The Call of the Wild
by Jack London
There is an ecstasy that marks the summit of life, and beyond which life cannot rise.
Why read it
Stolen from a sunlit California estate and shipped north to haul sleds through the frozen Klondike, a powerful domestic dog must unlearn every comfort of civilization and answer an older, wilder voice stirring in his blood.
Buck, a pampered ranch dog, is thrust into the brutal world of the Gold Rush, where he learns the law of club and fang and rises to lead the pack. As he masters the wilderness and bonds with one last good master, the ancestral pull of the wild grows irresistible, and the novel traces his transformation from domestic animal to a creature fully returned to nature.
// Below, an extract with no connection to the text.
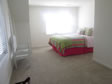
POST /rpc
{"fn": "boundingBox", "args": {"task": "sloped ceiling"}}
[29,0,94,6]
Jack London drew on his own year in the Yukon during the Klondike Gold Rush to write The Call of the Wild, published in 1903 after serialization in The Saturday Evening Post. An immediate sensation, it became London's most famous work and one of the best-selling and most widely translated American novels ever written.
- 01
The law of club and fang
What awaits is Buck's harsh education in a world where survival strips away every domestic softness.
- 02
The rise to lead
Buck's struggle for dominance over the sled team, and his duel with the lead dog Spitz, drives his ascent.
- 03
One last bond
His devotion to the prospector John Thornton shows the deepest tie civilization can offer before the wild claims him.
- 04
The ancestral call
A voice from the deep past pulls Buck toward the wolves, dramatizing instinct's triumph over training.
The climactic fight in which Buck defeats the vicious lead dog Spitz to take command of the team.
Buck winning Thornton's bet by breaking a thousand-pound sled loose from the ice and hauling it a hundred yards.